In support of an independent State of Kurdistan, the orphan of history

Robert A. Cohn is Editor-in-Chief Emeritus of the St. Louis Jewish Light.

BY ROBERT A. COHN

Despite intense international pressure not to go forward with a referendum in support of independence, the Kurdish Regional government in northern Iraq went ahead with the vote, which won overwhelming approval in the election last week.  An estimated 73 percent of eligible voters supported the measure, and nearly 93 percent of voters supported leaving its alliance with Iraq.

Such an overwhelming degree of support for independence would normally receive significant support around the world and early admission to the United Nations. When the Soviet Union was dissolved in 1989, the 15 previously united USSR republics were allowed to proclaim their independence and were promptly recognized and admitted to the United Nations, along with the captured nations of Estonia, Lithuania and Latvia.  This was also the case when the former Yugoslavia broke up into separate republics on ethnic lines—Serbia, Macedonia, Bosnia, Kosovo, Montenegro and Croatia — and were admitted to the United Nations after several bloody conflicts in the region.

In recent decades, the U.N. has recognized and admitted to membership Eritrea, which seceded from Ethiopia; South Sudan, which broke off from Sudan, and East Timor, which had been part of Indonesia.

There are some 35 million Kurds spread throughout the Middle East.  The Kurds have their own distinctive culture.  Most Kurds are Sunni Muslims, but among them are Christian, Shia and Jewish Kurds.  The Kurds have been an integral part of the Middle East since the 7th century.

There has always been a political and ideological kinship between Zionism and Kurdish nationalism.  Indeed, when the referendum was first proposed, the Israeli President Shimon Peres and Prime Minister Benjamin Netanyahu expressed support for recognition if the referendum passed — which it did.

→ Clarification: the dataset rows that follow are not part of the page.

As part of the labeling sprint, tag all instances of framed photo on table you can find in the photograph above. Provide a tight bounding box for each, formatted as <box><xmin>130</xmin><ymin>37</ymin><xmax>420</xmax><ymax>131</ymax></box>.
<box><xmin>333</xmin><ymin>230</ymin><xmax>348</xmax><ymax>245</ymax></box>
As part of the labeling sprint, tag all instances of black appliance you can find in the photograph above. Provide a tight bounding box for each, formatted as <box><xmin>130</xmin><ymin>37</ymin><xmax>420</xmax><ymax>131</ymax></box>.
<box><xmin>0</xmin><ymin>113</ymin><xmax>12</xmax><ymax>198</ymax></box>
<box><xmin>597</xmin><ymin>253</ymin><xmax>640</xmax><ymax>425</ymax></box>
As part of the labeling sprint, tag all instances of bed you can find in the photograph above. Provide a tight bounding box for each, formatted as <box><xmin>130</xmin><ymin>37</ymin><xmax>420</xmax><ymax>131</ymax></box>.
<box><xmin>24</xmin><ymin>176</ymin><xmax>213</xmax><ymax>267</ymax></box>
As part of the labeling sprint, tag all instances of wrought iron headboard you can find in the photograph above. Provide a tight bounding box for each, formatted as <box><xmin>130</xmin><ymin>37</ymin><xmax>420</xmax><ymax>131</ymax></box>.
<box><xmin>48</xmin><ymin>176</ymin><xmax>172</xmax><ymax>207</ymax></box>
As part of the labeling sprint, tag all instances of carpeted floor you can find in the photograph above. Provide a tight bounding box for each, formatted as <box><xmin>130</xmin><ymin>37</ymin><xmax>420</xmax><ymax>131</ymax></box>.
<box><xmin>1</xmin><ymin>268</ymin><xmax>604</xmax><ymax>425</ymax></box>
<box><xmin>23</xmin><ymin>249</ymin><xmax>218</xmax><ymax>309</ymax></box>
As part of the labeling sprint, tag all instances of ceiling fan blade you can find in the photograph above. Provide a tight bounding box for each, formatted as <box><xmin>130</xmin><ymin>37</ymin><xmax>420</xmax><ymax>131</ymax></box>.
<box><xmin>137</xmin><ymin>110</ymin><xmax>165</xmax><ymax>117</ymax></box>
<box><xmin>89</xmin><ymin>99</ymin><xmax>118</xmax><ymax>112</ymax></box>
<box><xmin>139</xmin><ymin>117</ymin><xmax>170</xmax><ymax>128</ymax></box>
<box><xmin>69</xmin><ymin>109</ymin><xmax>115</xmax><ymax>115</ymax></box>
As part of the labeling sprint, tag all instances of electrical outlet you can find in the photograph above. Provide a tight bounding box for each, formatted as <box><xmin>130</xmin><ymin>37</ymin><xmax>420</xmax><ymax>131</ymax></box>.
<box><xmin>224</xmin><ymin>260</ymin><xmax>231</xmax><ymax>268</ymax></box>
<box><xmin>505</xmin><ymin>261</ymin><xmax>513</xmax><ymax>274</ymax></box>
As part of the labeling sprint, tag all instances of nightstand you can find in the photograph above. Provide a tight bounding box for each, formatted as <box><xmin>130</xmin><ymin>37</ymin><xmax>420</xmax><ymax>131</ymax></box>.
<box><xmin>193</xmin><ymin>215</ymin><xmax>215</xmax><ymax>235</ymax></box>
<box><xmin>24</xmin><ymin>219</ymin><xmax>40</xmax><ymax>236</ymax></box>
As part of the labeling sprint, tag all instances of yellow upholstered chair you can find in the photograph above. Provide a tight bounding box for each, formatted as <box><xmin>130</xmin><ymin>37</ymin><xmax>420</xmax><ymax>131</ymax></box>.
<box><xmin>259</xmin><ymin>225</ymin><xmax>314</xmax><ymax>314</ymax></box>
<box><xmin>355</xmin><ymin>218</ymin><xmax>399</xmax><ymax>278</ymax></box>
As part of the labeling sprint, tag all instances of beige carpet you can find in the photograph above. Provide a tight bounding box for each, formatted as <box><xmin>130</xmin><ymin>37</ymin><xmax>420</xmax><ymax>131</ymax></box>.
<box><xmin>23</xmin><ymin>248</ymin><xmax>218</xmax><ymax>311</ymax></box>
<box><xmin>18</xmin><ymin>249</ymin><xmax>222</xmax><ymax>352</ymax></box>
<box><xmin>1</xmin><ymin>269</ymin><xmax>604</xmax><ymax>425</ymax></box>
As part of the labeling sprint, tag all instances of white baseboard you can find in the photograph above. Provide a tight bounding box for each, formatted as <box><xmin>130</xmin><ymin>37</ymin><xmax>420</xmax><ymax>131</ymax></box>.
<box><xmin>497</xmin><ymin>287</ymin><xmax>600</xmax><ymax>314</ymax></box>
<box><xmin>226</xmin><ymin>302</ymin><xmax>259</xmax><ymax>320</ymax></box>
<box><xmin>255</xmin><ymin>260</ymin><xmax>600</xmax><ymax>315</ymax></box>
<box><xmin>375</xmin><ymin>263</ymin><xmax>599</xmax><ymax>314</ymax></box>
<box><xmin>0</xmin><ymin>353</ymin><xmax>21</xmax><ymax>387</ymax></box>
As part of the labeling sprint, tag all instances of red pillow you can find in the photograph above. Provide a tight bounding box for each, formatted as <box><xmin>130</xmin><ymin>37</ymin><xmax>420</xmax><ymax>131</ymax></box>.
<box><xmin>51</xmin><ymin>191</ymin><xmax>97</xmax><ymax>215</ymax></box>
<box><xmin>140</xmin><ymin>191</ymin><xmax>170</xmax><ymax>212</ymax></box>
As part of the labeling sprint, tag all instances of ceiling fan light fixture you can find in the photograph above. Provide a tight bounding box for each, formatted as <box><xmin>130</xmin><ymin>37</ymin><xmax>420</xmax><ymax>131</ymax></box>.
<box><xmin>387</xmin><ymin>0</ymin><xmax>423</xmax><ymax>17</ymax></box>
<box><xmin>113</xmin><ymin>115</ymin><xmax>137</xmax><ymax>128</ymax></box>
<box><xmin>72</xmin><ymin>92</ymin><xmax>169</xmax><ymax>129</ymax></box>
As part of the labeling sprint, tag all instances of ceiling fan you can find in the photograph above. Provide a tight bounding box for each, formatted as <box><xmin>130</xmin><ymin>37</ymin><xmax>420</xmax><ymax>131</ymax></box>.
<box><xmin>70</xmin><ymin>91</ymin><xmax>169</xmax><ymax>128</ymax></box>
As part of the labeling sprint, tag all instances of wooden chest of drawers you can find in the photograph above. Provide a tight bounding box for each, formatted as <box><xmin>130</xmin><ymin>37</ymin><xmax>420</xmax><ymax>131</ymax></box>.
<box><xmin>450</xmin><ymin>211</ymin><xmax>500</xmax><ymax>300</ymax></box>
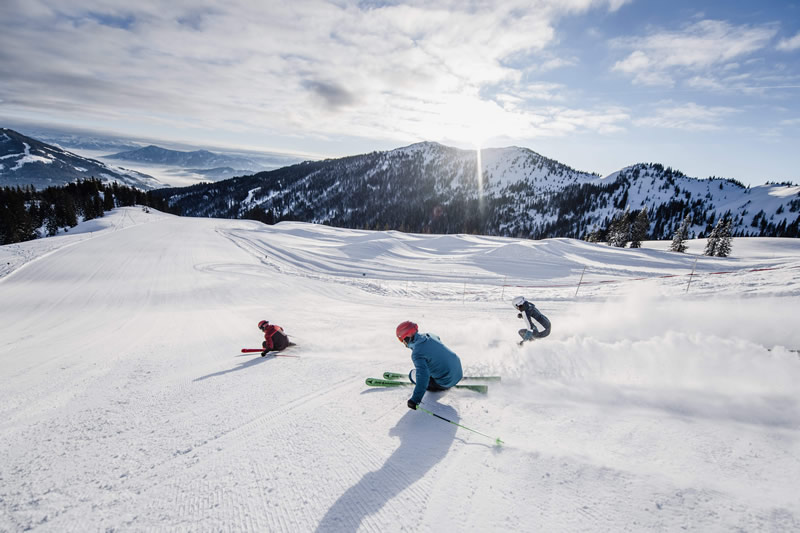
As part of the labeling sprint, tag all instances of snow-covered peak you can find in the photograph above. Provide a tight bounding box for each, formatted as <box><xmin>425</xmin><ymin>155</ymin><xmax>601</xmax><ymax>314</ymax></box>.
<box><xmin>0</xmin><ymin>128</ymin><xmax>163</xmax><ymax>190</ymax></box>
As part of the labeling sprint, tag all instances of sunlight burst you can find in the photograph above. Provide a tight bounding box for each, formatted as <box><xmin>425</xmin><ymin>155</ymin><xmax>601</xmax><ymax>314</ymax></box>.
<box><xmin>475</xmin><ymin>142</ymin><xmax>483</xmax><ymax>192</ymax></box>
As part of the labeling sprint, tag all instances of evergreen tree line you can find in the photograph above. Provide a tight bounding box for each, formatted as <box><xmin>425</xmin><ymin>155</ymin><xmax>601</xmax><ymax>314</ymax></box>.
<box><xmin>0</xmin><ymin>178</ymin><xmax>174</xmax><ymax>245</ymax></box>
<box><xmin>668</xmin><ymin>214</ymin><xmax>732</xmax><ymax>256</ymax></box>
<box><xmin>586</xmin><ymin>209</ymin><xmax>734</xmax><ymax>257</ymax></box>
<box><xmin>585</xmin><ymin>206</ymin><xmax>652</xmax><ymax>249</ymax></box>
<box><xmin>703</xmin><ymin>217</ymin><xmax>733</xmax><ymax>257</ymax></box>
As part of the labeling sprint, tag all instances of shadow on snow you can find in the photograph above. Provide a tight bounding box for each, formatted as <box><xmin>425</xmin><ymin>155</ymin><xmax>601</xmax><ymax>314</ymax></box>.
<box><xmin>315</xmin><ymin>399</ymin><xmax>458</xmax><ymax>532</ymax></box>
<box><xmin>193</xmin><ymin>354</ymin><xmax>277</xmax><ymax>382</ymax></box>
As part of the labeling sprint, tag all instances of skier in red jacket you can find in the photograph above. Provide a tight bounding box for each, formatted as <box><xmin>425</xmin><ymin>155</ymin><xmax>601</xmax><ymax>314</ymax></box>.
<box><xmin>258</xmin><ymin>320</ymin><xmax>292</xmax><ymax>356</ymax></box>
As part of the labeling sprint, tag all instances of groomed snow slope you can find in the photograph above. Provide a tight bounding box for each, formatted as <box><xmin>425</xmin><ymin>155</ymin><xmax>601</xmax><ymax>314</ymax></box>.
<box><xmin>1</xmin><ymin>208</ymin><xmax>799</xmax><ymax>531</ymax></box>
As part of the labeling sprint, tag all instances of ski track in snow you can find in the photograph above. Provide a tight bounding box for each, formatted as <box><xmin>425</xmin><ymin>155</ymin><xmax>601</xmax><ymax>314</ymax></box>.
<box><xmin>1</xmin><ymin>207</ymin><xmax>799</xmax><ymax>531</ymax></box>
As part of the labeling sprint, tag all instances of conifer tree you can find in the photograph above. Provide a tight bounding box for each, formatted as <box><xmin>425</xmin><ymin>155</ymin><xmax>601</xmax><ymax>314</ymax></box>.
<box><xmin>607</xmin><ymin>209</ymin><xmax>630</xmax><ymax>247</ymax></box>
<box><xmin>704</xmin><ymin>217</ymin><xmax>722</xmax><ymax>256</ymax></box>
<box><xmin>715</xmin><ymin>218</ymin><xmax>733</xmax><ymax>257</ymax></box>
<box><xmin>629</xmin><ymin>206</ymin><xmax>649</xmax><ymax>248</ymax></box>
<box><xmin>670</xmin><ymin>214</ymin><xmax>691</xmax><ymax>253</ymax></box>
<box><xmin>585</xmin><ymin>225</ymin><xmax>601</xmax><ymax>243</ymax></box>
<box><xmin>103</xmin><ymin>191</ymin><xmax>115</xmax><ymax>211</ymax></box>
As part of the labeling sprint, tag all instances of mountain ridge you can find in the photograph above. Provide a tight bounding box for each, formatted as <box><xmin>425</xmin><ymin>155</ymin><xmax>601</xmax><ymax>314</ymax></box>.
<box><xmin>4</xmin><ymin>127</ymin><xmax>798</xmax><ymax>240</ymax></box>
<box><xmin>105</xmin><ymin>144</ymin><xmax>263</xmax><ymax>172</ymax></box>
<box><xmin>153</xmin><ymin>141</ymin><xmax>800</xmax><ymax>239</ymax></box>
<box><xmin>0</xmin><ymin>128</ymin><xmax>161</xmax><ymax>190</ymax></box>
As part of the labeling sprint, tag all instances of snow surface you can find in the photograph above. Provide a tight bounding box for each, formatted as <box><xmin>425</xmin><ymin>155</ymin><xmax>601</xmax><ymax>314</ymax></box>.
<box><xmin>1</xmin><ymin>208</ymin><xmax>799</xmax><ymax>531</ymax></box>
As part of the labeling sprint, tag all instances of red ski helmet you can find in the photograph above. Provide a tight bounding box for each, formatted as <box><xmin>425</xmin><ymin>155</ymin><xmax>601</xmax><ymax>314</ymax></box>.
<box><xmin>258</xmin><ymin>320</ymin><xmax>269</xmax><ymax>330</ymax></box>
<box><xmin>396</xmin><ymin>321</ymin><xmax>418</xmax><ymax>342</ymax></box>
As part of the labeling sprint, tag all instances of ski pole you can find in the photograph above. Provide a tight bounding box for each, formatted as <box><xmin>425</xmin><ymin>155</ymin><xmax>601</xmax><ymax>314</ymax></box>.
<box><xmin>416</xmin><ymin>405</ymin><xmax>504</xmax><ymax>446</ymax></box>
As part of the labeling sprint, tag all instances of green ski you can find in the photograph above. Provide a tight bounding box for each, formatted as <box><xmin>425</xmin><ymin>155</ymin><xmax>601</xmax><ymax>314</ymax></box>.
<box><xmin>383</xmin><ymin>372</ymin><xmax>501</xmax><ymax>382</ymax></box>
<box><xmin>366</xmin><ymin>377</ymin><xmax>488</xmax><ymax>394</ymax></box>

Why then is the path to recognition of Kurdistan still blocked so vehemently?  In addition to the over 5 million Kurds living in the Kurdish Autonomous Region of northern Iraq, there are millions of Kurds living in Turkey, Iran and Syria.  The government of Turkish President Recep Tayyip Erdogan is especially fearful that the large Kurdish population in Turkey would want to break off from Turkey and become part of the new Kurdish State.

The Kurds for over a century have been the “orphans of the Middle East.”  They were promised a state of their own in the aftermath of World War I, when the major parties divided up the Middle East among the imperial powers at the time—Syria and Lebanon became a French Mandate, while Palestine was placed under a British Mandate. 

In 1920, then Colonial Secretary Winston Churchill, who had carved up pre-Israel Palestine, supported the Treaty of Sevres, which promised the Kurds a state of their own.  But that treaty was replaced by the Treaty of Lausanne, which was signed in 1923, in which independence for Kurdistan was abrogated in favor of dividing up the Kurds among Iraq, Turkey and Syria. 

Churchill would later express regret that he had been party to the betrayal of the Kurds, even as he became an early supporter of Zionism and a Jewish State in Palestine.

In 1946, the short-lived Mahabad Republic was set up by the Kurds with backing from the USSR.  The Kurdistan Democratic Party, led by Mustafa Barzani, was set up to fight for full Kurdish independence.

Numerous other Kurdish factions formed into rival political parties in the ensuing years. After Saddam Hussein was driven from Kuwait, Kurds staged an uprising in which Hussein used chemical weapons to ruthlessly crush the rebellion.

After Hussein lost the Iraq War and was executed, the Kurdish Autonomous Region of Northern Iraq was set up, and formed a stable, pro-American government. In the battle against Islamic State, the Kurdish Pesh Merga militias were by far the most effective fighters against

ISIS.

After nearly a century of being jerked abound, the Kurdish leadership decided the time to moved toward true independence is now.

Iraq and Turkey have vowed to crush the pro-independence Northern Iraq Kurdish entity.  Let us hope that their efforts to strangle Kurdistan in its crib once again meets the same fate as the efforts by five Arab armies to destroy Israel after it was proclaimed in 1948.  An independent Israel not only survives but thrives, and it is hoped that the Kurdish case for independence will at least receive the international support and recognition it has deserved for more than 100 years.

There is considerable—and reasonable—support for Palestine to become independent as part of an independent partner in a two-state solution.

Let us hope that the long and unfair isolation and betrayal of the proud Kurdish people will at last come to an end.